La sorpresiva propuesta del presidente Milei de dos candidatos para integrarla, ha comenzado a tener fundados reparos en distintos ámbitos: a los antecedentes de uno de los dos candidatos, el juez Lijo, y también al hecho de que durante varios años ninguna mujer formará parte de ella.
Por su obviedad, no abundaré en argumentos a favor de la integridad de los jueces y de la importancia de la incorporación de mujeres a la Corte; me concentraré en resaltar la importancia de que el Senado no otorgue el acuerdo para la designación del juez Lijo. No estamos frente a una negociación más de las que son habituales, razonables y sanas en una sociedad plural. Estamos frente a una decisión que marcará el carácter del tribunal superior de la nación y la calidad institucional de nuestro país por años que exceden en mucho el mandato de un gobierno.
Así como el electorado manifestó una firme voluntad de cambio frente a un modelo agotado, incapaz de resolver los desafíos de la estabilidad de la moneda, de generar empleos suficientes y bien remunerados por parte del sector privado, plagado de injusticias, agobio a los contribuyentes por la elevada y excesiva presión tributaria y corrupción generalizada, hay que apelar a esa misma capacidad de entendimiento para que se comprenda que sólo con instituciones sólidas, conducidas por personas capacitadas e íntegras, se podrá sacar al país adelante.
El Congreso está llamado a tener un papel fundamental en la posibilidad de que, por fin, nuestro país tome el rumbo del progreso sostenido en el tiempo. No puede ser una fuerza conservadora convertida en dique de contención de los cambios que la sociedad reclama y necesita, ni tampoco convalidar el destrato a las instituciones, al pluralismo y al diálogo y sobre todo la falta de empatía con el sufrimiento de los sectores populares y de la clase media.
Hay claras señales de la sociedad de entender la necesidad de cambios y de aceptar el esfuerzo y hasta en muchos casos el sacrificio que implican, en la esperanza de que un nuevo rumbo nos saque de la decadencia que se está convirtiendo en crónica. Esta actitud requiere como contrapartida por parte de los gobernantes, ejemplaridad, empatía con el sufrimiento, austeridad, humildad y también buenos modales, aunque esto parezca una nimiedad.
Apelo a que los senadores de mi partido, el radicalismo, asumiendo la responsabilidad de la hora, tengan la conducta cívica que este tiempo reclama y contribuyan a que el Senado en su conjunto rechace esta propuesta del Presidente y lo exhorte a enviar una propuesta a tono con la necesidad de integridad institucional que se requiere.
No se trata de procurar un frente opositor para torcer la voluntad del oficialismo y anotarse una cornada más en la pelea de dos bueyes bravos.

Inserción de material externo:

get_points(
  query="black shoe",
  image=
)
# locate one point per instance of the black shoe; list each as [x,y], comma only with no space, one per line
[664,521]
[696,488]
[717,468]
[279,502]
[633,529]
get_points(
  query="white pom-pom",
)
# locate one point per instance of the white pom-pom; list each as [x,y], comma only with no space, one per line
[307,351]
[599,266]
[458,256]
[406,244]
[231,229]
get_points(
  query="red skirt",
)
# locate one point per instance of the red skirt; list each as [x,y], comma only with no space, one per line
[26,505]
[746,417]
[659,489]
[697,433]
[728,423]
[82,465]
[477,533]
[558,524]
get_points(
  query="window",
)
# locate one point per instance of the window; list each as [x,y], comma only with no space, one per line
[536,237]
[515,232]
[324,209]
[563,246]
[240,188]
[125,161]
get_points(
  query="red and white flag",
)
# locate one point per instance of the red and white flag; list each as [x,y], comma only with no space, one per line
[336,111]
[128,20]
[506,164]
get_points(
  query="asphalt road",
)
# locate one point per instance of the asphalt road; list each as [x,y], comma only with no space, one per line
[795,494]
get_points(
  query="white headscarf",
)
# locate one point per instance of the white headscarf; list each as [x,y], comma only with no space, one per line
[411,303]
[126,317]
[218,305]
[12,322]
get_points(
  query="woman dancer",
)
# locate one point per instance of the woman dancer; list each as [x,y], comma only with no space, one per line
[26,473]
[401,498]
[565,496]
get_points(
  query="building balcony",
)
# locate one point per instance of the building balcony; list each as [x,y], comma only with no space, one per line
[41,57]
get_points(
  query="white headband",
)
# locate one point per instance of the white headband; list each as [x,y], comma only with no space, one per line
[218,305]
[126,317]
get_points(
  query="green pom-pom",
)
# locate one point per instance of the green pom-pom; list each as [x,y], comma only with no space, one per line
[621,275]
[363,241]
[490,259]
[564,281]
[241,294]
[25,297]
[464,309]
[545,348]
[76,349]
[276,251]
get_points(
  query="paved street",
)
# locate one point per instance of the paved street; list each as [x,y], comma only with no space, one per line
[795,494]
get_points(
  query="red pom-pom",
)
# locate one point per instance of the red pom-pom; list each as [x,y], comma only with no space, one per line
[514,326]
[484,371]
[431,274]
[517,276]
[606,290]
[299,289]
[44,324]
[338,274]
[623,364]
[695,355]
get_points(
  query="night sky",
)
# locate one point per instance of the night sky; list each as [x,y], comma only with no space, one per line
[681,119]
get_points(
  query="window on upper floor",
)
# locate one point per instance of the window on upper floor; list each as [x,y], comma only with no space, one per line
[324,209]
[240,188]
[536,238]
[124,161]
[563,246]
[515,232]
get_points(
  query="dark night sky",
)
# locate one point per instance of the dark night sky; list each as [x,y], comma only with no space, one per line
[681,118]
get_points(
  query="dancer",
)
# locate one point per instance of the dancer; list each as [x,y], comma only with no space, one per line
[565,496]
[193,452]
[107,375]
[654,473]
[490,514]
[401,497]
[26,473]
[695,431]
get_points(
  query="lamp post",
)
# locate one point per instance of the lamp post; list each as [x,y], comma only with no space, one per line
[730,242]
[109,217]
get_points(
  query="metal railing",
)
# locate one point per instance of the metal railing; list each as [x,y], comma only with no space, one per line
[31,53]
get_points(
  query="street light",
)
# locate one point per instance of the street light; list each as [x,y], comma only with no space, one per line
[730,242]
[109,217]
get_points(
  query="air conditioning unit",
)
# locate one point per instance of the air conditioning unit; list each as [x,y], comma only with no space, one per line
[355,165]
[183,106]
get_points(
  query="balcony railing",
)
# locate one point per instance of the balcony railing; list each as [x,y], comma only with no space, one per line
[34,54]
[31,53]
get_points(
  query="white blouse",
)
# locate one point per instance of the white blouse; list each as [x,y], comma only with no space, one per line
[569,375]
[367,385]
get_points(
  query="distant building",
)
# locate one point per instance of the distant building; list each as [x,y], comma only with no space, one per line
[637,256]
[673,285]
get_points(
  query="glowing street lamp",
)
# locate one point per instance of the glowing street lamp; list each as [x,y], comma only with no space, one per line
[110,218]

Se trata del ejercicio a pleno del poder propio que, a poco más de un tercio de los presentes en el Senado, permita abrir un diálogo del que surja una propuesta que integre a la mujer y sea intachable.
No es hora de cálculos oportunistas ni de negociaciones por las urgencias de hoy que comprometan el mañana, es hora de que se entienda, como entendió Leandro Alem, que en política no se hace lo que se puede, se hace lo que se debe.